Interview Jarabee Gesproken met Henk Marijt en Jose Jansen Holleboom (Twenterand) op 26 november 2015
Algemeen Henk is manager bedrijfsbureau en houdt zich vooral bezig met personeelszaken. Jose is gezinscoach en ambulant hulpverlener voor gezinnen in Almelo en Twenterand. Vanuit het ambulant team Almelo worden ook hulpverleners buiten de gemeente Almelo ingezet waaronder Twenterand. Jarabee is ook de pleegzorgondersteuner in Almelo. De hulpvragen komen vanuit Almelo vooral via de wijkcoaches en huisartsen. In Twenterand kennen ze geen wijkcoaches. De jeugdcoaches, huisartsen, Cb’s melden vanuit Twenterand de cliënten aan.

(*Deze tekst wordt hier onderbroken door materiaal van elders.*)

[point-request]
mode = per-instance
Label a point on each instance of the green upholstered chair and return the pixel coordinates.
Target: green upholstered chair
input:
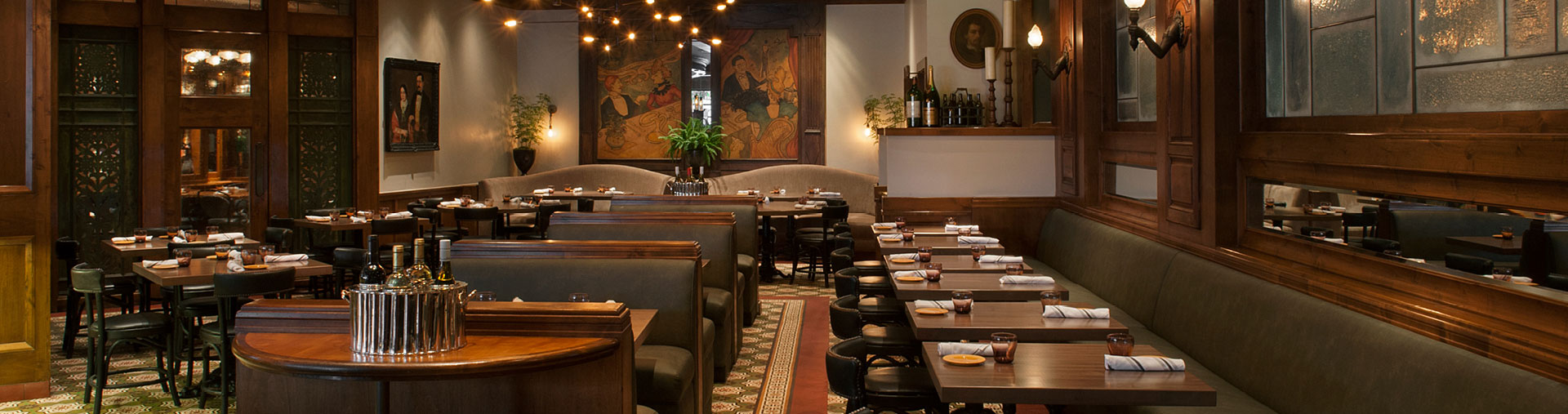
(671, 376)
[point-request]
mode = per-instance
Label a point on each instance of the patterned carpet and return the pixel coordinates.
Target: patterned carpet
(764, 380)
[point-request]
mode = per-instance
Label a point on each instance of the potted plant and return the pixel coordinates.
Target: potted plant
(695, 143)
(524, 126)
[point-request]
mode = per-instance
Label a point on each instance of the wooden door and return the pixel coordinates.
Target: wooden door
(25, 194)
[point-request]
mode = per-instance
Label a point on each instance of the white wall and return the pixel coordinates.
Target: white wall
(860, 65)
(479, 65)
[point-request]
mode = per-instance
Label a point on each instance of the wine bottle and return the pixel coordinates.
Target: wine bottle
(444, 275)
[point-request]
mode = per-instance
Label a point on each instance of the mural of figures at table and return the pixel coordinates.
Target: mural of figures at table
(639, 99)
(758, 98)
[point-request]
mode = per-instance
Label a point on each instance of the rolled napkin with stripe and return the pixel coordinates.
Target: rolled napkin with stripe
(172, 262)
(978, 240)
(942, 305)
(1000, 259)
(1145, 363)
(944, 349)
(1058, 311)
(286, 257)
(1027, 279)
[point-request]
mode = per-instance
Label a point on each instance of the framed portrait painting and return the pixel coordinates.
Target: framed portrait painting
(412, 93)
(974, 30)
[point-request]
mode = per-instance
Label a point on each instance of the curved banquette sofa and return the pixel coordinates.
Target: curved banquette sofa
(1269, 349)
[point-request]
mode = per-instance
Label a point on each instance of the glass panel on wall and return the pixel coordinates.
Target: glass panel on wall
(216, 177)
(216, 73)
(1136, 73)
(1418, 56)
(1496, 245)
(1133, 180)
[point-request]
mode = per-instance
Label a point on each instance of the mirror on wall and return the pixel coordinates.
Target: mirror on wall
(1498, 245)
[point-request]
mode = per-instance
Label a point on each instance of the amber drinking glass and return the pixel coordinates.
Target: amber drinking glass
(1002, 347)
(1118, 344)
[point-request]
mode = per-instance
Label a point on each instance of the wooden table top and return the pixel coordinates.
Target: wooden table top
(157, 247)
(1065, 374)
(938, 243)
(956, 264)
(328, 356)
(201, 270)
(1489, 243)
(1021, 318)
(985, 286)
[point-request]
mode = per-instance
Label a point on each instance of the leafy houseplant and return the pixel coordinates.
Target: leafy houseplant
(524, 127)
(695, 143)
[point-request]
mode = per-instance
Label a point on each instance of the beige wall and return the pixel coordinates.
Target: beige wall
(479, 60)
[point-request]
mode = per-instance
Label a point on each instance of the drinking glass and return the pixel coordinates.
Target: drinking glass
(963, 301)
(1049, 298)
(184, 257)
(1002, 347)
(1118, 344)
(933, 272)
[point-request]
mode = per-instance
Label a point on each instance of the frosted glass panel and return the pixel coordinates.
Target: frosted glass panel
(1457, 30)
(1298, 59)
(1510, 85)
(1344, 73)
(1333, 11)
(1394, 69)
(1530, 27)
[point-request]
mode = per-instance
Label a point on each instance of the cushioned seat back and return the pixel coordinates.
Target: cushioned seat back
(1423, 234)
(857, 189)
(623, 177)
(1297, 354)
(664, 284)
(1120, 267)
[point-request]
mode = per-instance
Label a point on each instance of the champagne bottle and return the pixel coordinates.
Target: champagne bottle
(444, 275)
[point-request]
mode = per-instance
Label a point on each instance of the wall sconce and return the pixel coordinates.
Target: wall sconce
(1175, 35)
(1036, 39)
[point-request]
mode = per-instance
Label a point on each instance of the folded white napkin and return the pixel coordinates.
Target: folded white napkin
(1143, 363)
(1058, 311)
(148, 264)
(1000, 259)
(963, 349)
(1027, 279)
(286, 257)
(225, 237)
(942, 305)
(978, 240)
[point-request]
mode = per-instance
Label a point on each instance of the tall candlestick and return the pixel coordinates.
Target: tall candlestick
(1009, 13)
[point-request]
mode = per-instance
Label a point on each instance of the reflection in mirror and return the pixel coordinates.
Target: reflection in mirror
(1133, 180)
(1484, 242)
(216, 179)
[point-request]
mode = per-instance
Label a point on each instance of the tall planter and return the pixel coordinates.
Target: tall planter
(524, 158)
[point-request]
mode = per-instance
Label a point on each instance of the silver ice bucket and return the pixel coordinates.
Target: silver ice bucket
(421, 320)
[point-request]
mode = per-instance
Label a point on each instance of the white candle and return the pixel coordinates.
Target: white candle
(990, 63)
(1007, 22)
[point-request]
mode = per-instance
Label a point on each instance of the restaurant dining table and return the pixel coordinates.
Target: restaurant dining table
(1024, 320)
(1489, 243)
(1063, 374)
(954, 264)
(985, 287)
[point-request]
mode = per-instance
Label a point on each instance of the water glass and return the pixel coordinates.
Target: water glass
(1002, 347)
(1118, 344)
(963, 301)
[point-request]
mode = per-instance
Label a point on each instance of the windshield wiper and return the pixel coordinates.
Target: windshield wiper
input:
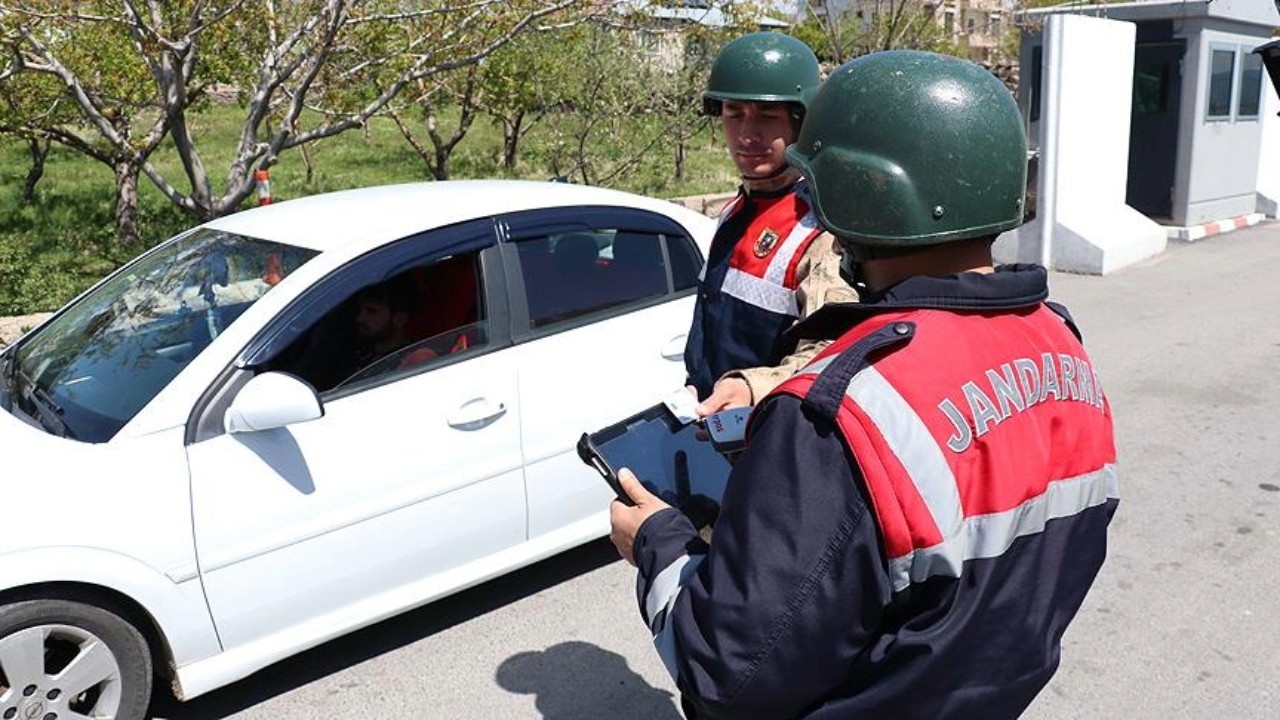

Thema vinden 1. Het begrip mantelzorger wordt niet veel gebruikt term in de organisatie. Wel is er aandacht voor mantelzorgers, voor de ondersteuning vanuit het eigen netwerk. Dit wordt dan “versterken van de eigen kracht” genoemd. 2. Doordat ze de terminologie niet hanteren kijken ze ook niet naar familieleden als zijnde mantelzorgers. Wel is er aandacht voor de specifieke ondersteuningsvragen: de Brussencursus voor de broers/zussen en de Kopp cursus voor kinderen van. 3. De mogelijkheden voor informele zorg zijn niet meer zo in het bewustzijn. In het verleden wees José wel eens kinderen door naar de SVTO.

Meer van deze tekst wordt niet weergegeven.